IMSTA’s “Let’s Talk Piracy” survey was designed to gain a better understanding of what music software users think about the subject of “software piracy,” and how IMSTA can best respond to help reduce piracy rates.
IMSTA’s goal was to open the line of communication between music software users and music software companies. Since IMSTA’s efforts are educational, music software users had the opportunity to say what was on their minds, without the fear of prosecution.
CONCLUSIONS from the survey were as under:
1. In general, most respondents expressed a dislike for using pirated music software,even some of the respondents who admitted to using them.
2. Price, copy-protection, try before buy, and bad customer service were the most common reasons the respondents used pirated music software.
3. Many respondents (legitimate and illegitimate users) feel that copy protection is an inconvenience and many use pirated versions to avoid the “hassles” (as they say)
involved with certain copy protection methods.
4. Many people feel that if they are not making money from music, they should not have to pay the same prices as the professionals who do make money from making music.
5. Bad treatment of legitimate customers by certain software companies is yet another reason some have chosen pirated versions of the products they had bought. Most of these customer service issues had to do with the hassles involved in replacing lost or damaged dongles, CDs, and other copy protection problems.
6. For the most part, many people agree that pirated versions are a good way for potential users to get to know a software product and to see whether they would like to purchase
it or not. They feel that limited functionality of demo and lite versions of software products do not allow them to get a full understanding of the product. They feel
that they are well served by pirated versions before they make an investment in a product that they can’t return if it proves to be useless to them.

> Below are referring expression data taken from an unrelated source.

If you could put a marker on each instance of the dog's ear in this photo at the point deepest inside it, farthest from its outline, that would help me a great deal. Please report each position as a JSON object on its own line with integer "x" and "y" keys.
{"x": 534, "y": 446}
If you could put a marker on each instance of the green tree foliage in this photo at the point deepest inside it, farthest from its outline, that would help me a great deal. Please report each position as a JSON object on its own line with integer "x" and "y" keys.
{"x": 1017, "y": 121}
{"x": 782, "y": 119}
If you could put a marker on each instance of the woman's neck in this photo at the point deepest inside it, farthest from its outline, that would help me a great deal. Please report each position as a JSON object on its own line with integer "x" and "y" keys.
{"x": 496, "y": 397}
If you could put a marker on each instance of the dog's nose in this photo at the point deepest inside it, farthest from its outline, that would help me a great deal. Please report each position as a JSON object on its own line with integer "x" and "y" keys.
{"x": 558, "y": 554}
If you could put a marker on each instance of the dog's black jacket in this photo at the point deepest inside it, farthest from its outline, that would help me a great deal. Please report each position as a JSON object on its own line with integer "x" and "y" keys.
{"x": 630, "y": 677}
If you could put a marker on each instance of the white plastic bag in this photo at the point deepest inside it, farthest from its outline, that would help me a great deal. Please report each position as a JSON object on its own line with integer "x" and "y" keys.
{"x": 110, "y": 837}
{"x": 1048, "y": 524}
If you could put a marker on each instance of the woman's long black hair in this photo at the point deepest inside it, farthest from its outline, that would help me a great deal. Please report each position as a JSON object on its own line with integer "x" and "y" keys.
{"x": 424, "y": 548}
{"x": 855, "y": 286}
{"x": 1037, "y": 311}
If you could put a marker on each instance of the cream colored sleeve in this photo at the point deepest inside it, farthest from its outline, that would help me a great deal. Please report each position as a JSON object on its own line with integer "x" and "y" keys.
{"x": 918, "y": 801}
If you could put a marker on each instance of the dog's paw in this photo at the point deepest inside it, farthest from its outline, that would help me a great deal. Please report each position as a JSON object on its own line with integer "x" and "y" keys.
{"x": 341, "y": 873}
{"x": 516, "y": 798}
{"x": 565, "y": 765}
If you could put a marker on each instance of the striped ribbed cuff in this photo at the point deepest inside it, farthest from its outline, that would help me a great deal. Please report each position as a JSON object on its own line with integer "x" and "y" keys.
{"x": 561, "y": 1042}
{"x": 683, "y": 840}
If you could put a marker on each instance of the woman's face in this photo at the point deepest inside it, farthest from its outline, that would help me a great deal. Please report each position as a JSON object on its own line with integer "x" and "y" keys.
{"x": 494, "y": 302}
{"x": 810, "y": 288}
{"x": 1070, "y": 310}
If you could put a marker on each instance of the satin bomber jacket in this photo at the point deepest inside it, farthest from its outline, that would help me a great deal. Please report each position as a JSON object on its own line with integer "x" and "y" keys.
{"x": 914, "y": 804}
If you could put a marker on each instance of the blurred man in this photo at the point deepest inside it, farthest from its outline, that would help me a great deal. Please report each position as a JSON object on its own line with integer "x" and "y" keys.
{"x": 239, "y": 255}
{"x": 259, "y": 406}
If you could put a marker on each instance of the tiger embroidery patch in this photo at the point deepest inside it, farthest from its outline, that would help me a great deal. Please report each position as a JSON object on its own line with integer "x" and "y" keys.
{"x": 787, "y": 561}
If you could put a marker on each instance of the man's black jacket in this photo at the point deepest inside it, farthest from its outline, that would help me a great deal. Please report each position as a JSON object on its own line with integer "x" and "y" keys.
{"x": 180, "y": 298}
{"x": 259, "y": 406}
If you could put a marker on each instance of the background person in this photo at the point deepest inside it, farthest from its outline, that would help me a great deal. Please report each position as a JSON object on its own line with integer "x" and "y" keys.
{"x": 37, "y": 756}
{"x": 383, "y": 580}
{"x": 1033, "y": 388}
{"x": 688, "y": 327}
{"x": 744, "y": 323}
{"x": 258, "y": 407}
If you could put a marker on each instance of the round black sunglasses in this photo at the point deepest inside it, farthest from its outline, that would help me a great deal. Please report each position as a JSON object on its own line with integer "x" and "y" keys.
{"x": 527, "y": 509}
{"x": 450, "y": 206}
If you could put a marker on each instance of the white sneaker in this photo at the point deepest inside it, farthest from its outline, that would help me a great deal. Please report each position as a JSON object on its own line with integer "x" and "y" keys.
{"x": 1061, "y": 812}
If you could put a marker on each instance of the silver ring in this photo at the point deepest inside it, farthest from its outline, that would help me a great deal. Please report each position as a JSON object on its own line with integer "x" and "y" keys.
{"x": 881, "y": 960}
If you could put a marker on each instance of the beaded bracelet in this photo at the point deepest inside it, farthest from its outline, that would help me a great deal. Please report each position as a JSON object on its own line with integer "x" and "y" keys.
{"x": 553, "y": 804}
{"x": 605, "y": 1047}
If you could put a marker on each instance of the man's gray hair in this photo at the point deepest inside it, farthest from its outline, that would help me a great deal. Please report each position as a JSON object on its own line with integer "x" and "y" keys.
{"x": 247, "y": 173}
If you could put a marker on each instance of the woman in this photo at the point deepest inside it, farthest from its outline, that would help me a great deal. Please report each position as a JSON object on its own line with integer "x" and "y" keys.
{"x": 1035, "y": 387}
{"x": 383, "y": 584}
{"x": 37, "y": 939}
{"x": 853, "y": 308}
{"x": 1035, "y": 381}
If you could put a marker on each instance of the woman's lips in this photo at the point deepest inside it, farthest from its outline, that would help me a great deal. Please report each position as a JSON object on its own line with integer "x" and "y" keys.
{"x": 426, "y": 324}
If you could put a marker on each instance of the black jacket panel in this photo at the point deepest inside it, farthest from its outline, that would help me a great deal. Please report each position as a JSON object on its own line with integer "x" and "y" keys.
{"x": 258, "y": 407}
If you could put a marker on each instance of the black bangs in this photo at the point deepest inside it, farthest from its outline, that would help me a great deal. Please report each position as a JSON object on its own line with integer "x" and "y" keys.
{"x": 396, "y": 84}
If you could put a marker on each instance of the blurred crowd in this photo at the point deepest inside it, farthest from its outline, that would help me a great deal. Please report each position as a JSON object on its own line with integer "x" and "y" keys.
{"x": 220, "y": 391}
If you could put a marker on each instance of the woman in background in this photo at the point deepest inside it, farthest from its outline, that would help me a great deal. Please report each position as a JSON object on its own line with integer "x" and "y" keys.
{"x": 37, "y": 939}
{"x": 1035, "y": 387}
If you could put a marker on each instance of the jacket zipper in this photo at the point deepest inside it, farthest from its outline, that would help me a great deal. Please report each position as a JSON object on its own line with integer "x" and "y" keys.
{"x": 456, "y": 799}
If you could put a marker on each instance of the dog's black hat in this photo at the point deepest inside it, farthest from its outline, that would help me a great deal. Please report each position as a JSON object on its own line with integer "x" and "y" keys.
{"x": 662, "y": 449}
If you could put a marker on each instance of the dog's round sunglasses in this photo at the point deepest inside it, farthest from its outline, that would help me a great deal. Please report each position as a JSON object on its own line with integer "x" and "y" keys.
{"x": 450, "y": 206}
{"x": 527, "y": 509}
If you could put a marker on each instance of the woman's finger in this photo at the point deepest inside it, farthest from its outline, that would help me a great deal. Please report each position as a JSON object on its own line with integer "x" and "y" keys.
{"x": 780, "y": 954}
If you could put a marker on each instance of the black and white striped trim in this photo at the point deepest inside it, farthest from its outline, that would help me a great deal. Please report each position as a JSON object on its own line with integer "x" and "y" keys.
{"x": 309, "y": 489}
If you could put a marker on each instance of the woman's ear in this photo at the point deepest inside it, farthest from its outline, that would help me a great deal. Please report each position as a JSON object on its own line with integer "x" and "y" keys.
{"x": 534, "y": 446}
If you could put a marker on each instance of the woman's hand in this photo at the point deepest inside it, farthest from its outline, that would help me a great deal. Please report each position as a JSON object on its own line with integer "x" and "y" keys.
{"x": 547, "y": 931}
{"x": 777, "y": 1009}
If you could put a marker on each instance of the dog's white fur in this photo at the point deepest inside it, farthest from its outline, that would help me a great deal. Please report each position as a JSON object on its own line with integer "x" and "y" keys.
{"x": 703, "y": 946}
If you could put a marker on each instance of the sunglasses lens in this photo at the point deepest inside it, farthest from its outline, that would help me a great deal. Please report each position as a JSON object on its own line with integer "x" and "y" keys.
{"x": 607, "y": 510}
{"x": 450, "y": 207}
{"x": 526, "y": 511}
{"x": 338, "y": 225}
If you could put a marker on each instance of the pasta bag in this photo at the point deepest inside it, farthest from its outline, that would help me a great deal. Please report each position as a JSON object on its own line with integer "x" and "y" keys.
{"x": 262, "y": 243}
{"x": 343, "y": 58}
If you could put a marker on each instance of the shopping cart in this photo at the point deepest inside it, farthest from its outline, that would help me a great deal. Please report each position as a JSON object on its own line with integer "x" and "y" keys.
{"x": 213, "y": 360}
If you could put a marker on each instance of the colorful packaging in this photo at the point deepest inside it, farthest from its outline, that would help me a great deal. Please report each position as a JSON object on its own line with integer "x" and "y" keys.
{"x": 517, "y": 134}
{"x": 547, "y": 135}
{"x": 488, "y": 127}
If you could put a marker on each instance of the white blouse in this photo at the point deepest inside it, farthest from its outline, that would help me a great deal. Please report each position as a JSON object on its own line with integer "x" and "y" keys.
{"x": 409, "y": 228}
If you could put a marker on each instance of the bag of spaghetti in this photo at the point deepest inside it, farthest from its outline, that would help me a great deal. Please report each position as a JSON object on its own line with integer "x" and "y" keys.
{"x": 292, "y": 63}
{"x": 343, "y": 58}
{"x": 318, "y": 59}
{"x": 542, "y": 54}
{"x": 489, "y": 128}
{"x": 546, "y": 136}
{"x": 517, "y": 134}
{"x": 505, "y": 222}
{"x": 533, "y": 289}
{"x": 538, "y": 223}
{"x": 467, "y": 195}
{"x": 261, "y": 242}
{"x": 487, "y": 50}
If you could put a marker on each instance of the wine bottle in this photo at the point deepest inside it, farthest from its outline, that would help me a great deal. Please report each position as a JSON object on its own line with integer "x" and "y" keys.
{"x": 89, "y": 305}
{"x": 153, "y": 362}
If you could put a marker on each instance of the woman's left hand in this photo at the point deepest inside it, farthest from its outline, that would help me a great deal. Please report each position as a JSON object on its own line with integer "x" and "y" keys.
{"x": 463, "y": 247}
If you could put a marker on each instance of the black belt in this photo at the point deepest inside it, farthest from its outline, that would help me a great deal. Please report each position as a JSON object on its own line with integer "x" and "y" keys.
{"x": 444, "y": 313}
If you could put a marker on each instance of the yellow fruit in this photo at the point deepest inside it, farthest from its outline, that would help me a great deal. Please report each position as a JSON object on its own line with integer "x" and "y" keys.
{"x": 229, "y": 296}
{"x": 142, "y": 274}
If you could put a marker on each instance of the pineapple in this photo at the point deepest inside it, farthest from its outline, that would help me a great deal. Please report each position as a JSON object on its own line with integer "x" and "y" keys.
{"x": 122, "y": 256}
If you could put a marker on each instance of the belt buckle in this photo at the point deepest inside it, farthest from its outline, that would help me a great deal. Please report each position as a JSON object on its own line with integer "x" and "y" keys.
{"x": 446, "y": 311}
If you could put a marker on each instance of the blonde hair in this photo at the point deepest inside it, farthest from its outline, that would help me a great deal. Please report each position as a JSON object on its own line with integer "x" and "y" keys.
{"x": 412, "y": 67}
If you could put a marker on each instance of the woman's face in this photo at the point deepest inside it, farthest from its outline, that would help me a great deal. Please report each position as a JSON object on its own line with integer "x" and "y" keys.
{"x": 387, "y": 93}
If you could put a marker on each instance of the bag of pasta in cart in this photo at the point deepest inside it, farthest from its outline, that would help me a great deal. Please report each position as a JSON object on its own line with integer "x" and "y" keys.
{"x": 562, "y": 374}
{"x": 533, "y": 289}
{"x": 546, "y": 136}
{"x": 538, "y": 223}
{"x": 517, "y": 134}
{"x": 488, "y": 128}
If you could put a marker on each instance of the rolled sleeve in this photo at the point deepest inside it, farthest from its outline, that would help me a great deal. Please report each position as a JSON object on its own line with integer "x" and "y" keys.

7. There is wide acceptance of IMSTA’s education approach to facing piracy with a majority of respondents voicing strong adversity to aggressive methods. A majority remain sympathetic to the notion that people should buy the software they use.
If the consumption of any product increases, the price automatically comes down.
In many cases, Indian distributors of software find it difficult to bring down prices significantly because the number of units sold are negligible.
So buying originals is for the benefit of all. Also in terms of prices.